The walk to theJardins de Luxembourgfelt eternal. Each step sent a ripple of sensation through me as the plug shifted subtly within my backside. The morning air felt unnaturally cool against my exposed flesh beneath my skirt. I kept my thighs pressed tightly together, terrified that somehow my state of undress would become obvious to passersby.
A man in a business suit brushed past me on the sidewalk, and I nearly jumped out of my skin. Did he know? Had he heard through some network of wealthy men about how Pierre Lemieux had fucked a virgin and then made her go outside with a plug in her bottom? My heart hammered against my ribs as I forced myself to keep walking, one careful step at a time.
When I finally reached the gardens, I found a secluded bench beneath a spreading chestnut tree. I sat down gingerly, wincing as the pressure forced the plug deeper. The sensation made me bite my lip to stifle a moan—part discomfort, part forbidden pleasure. I crossed my legs tightly, trying to maintain whatever dignity I could manage in my compromised state.
Around me, the gardens unfolded in their spring glory. Children played on manicured lawns while their mothers chatted nearby. Elderly men hunched over chess games with intense concentration. University students sprawled on the grass with books and laptops. Normal people living normal lives, while I sat among them having my anus trained for my sponsor’s cock, and nothing beneath my skirt but bare, sensitive skin.
I tried to distract myself by watching a young couple looking at the boats sail across the central pond. Their faces glowedwith innocent joy as the breeze caught the tiny sails. A pang of something like envy struck me—how simple their happiness seemed.
I spent as much time as I could bear in the gardens, my mind drifting between acute embarrassment and unwanted arousal. Eventually I gathered my courage and made my way to the cinema on Boulevard Saint-Michel. I’d seen the comedy advertised—something light and American, with French subtitles—and thought it might distract me from my predicament.
The theater was mercifully dim as I purchased my ticket and found a seat near the back. I lowered myself gingerly onto the plush velvet, a small gasp escaping my lips as the plug shifted inside me. The feeling of the seat almost directly against my bare bottom and pussy made me press my thighs together tightly, terrified someone might somehow notice my state of undress.

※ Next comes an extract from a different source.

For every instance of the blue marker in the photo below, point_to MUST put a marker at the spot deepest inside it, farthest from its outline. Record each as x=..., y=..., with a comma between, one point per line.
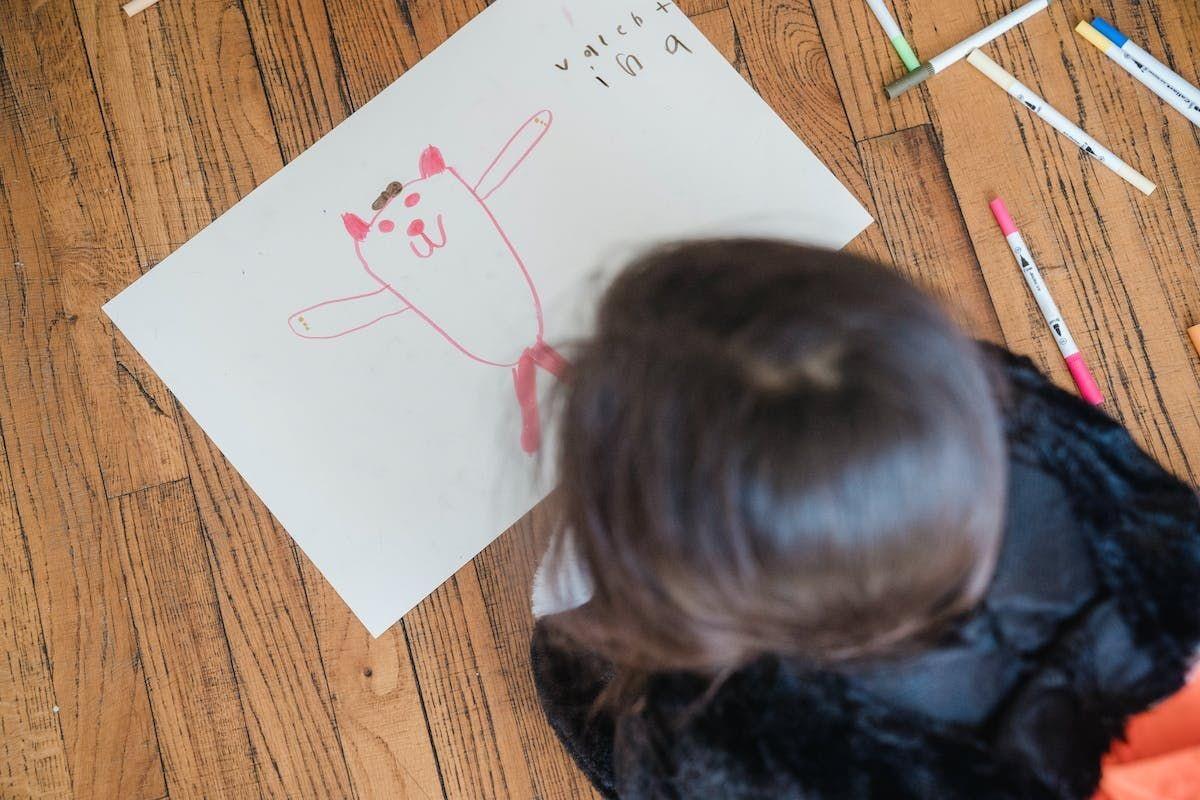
x=1156, y=68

As the lights dimmed further and the previews began, I tried to focus on the screen rather than the symbol of Pierre’s control nestled firmly in my backside. For brief moments, I succeeded. The film was genuinely funny, with physical comedy and clever dialogue that occasionally pulled me out of my self-consciousness.
Then I laughed.
The first real laugh caught me by surprise, my body shaking with genuine mirth at the protagonist’s predicament. Instantly, I felt the plug move within me, the sensation shooting sparks of unwanted pleasure up my spine. I squirmed in my seat, trying to adjust to the feeling without being obvious.
“Est-ce que ça va?” whispered the elderly woman beside me, her concerned face illuminated by the screen’s glow.

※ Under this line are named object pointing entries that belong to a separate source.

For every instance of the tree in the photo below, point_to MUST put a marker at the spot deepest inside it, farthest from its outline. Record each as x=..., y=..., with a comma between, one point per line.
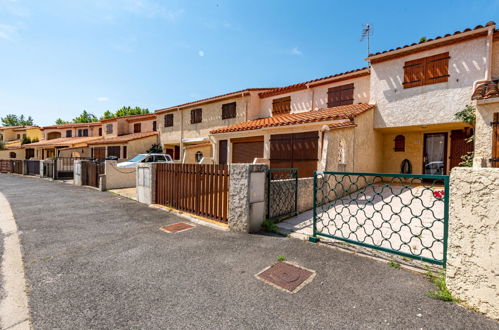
x=60, y=121
x=125, y=111
x=85, y=117
x=13, y=120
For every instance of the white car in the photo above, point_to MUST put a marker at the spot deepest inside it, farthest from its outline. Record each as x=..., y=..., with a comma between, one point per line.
x=146, y=158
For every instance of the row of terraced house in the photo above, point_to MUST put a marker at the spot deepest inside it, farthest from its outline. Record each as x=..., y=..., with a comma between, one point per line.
x=396, y=115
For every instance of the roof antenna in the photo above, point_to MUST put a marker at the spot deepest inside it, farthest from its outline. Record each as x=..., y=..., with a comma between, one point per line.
x=367, y=32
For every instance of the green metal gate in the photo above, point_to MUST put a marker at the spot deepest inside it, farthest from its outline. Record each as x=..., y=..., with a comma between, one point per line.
x=282, y=193
x=403, y=214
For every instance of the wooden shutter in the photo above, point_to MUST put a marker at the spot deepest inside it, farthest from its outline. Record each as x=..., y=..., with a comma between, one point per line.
x=247, y=149
x=437, y=69
x=414, y=73
x=495, y=140
x=222, y=152
x=229, y=110
x=281, y=105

“Oui, merci,” I whispered back, mortification washing over me in a hot wave. Had my discomfort been that noticeable?
I tried to sit perfectly still after that, but the film kept eliciting involuntary chuckles. Each time, the movement caused the plug to shift, reminding me of its presence, of Pierre’s ownership, of what awaited me later. By the film’s halfway point, I found myself in an impossible situation—torn between the genuine humor onscreen and the humiliating consequences of allowing myself to enjoy it.

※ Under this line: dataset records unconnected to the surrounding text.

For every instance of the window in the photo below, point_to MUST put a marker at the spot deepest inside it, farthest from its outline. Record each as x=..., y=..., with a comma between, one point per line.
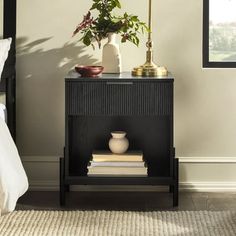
x=219, y=33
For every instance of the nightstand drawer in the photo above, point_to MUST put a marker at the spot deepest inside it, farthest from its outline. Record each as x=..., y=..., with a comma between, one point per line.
x=119, y=98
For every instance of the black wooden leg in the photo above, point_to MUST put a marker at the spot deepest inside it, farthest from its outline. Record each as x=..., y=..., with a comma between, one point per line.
x=67, y=188
x=176, y=185
x=62, y=184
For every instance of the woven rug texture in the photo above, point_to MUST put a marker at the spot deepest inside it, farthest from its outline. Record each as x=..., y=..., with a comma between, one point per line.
x=122, y=223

A particularly funny scene had the entire audience erupting in laughter. I couldn’t help joining in, my body shaking with genuine amusement. The plug moved inside me, pressing against sensitive nerves, and to my horror, I felt a rush of wetness between my thighs. I was getting aroused—here, in a public cinema, surrounded by strangers, all because the plug in my bottom wouldn’t let me forget that I belonged to Pierre.